Hippocampal neurons obtained from KL-OE embryos are more resistant to glutamate cytotoxicity than neurons from WT embryos. A, top, WB analysis of Klotho expression in 50 μg of whole brain lysate from WT and KL-OE E18 embryos (n = 4 for each group). Bottom panel, WB analysis of Klotho expression in 20 μl of medium containing serial dilutions of recombinant mouse Klotho (× 10⁻⁶ nmol), starting at a concentration of 0.4 μg/ml, which corresponds to 59.2 × 10⁻⁶ nmol of Klotho (lanes a–d), 25 μg of cell lysate (lanes e and f), and 20 μl of medium (lanes g and h) collected from hippocampal neurons from WT and KL-OE embryos. B and C, mouse primary hippocampal neurons from WT and KL-OE embryos were treated with glutamate at the indicated concentrations. Twenty-four (B) or eight (C) hours later, the percentage cytotoxicity was assessed using CellTiter Glo, and the accumulation of ROS was measured by 2′,7′-dichlorofluorescein diacetate (B and C, respectively). Error bars, S.D. Each experiment was repeated at least three times, and representative results are shown.
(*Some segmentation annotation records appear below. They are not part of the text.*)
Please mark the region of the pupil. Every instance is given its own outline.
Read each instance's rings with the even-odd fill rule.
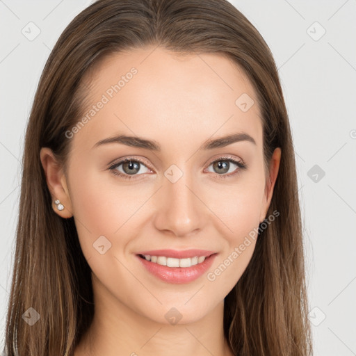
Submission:
[[[125,169],[127,168],[127,165],[128,165],[128,170]],[[125,173],[128,174],[128,175],[133,175],[133,174],[135,174],[135,173],[137,173],[138,172],[138,170],[140,170],[139,167],[138,167],[138,163],[137,162],[132,162],[132,161],[129,161],[129,162],[127,162],[126,163],[124,163],[123,165],[123,169],[125,172]],[[131,170],[135,170],[134,172]]]
[[[229,170],[229,163],[226,161],[219,161],[215,163],[218,172],[220,173],[226,173]],[[222,172],[218,172],[219,170],[222,170]]]

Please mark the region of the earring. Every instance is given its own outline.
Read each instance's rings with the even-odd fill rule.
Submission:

D, qRT-PCR analysis of the expression of Prx-2 and Trxrd-1 in the presence or absence of glutamate (3 mm), 24 h after the treatment. The results are presented as -fold increase of groups. First panel, neurons from KL-OE embryos versus neurons from WT embryos in the absence of oxidative conditions; second panel, neurons from WT embryos treated with glutamate (3 mm) versus untreated; third panel, neurons from KL-OE embryos treated with glutamate (3 mm) versus untreated. E, WB analysis of the expression of Prx-2 and Trxrd-1 in the presence or absence of glutamate (3 mm), 24 h after the treatment of hippocampal neurons obtained from WT and KL-OE embryos. Asterisks indicate statistical significance: *, p < 0.05; **, p < 0.01 by t test. Error bars, S.D. Each experiment was repeated three times, and representative results are shown.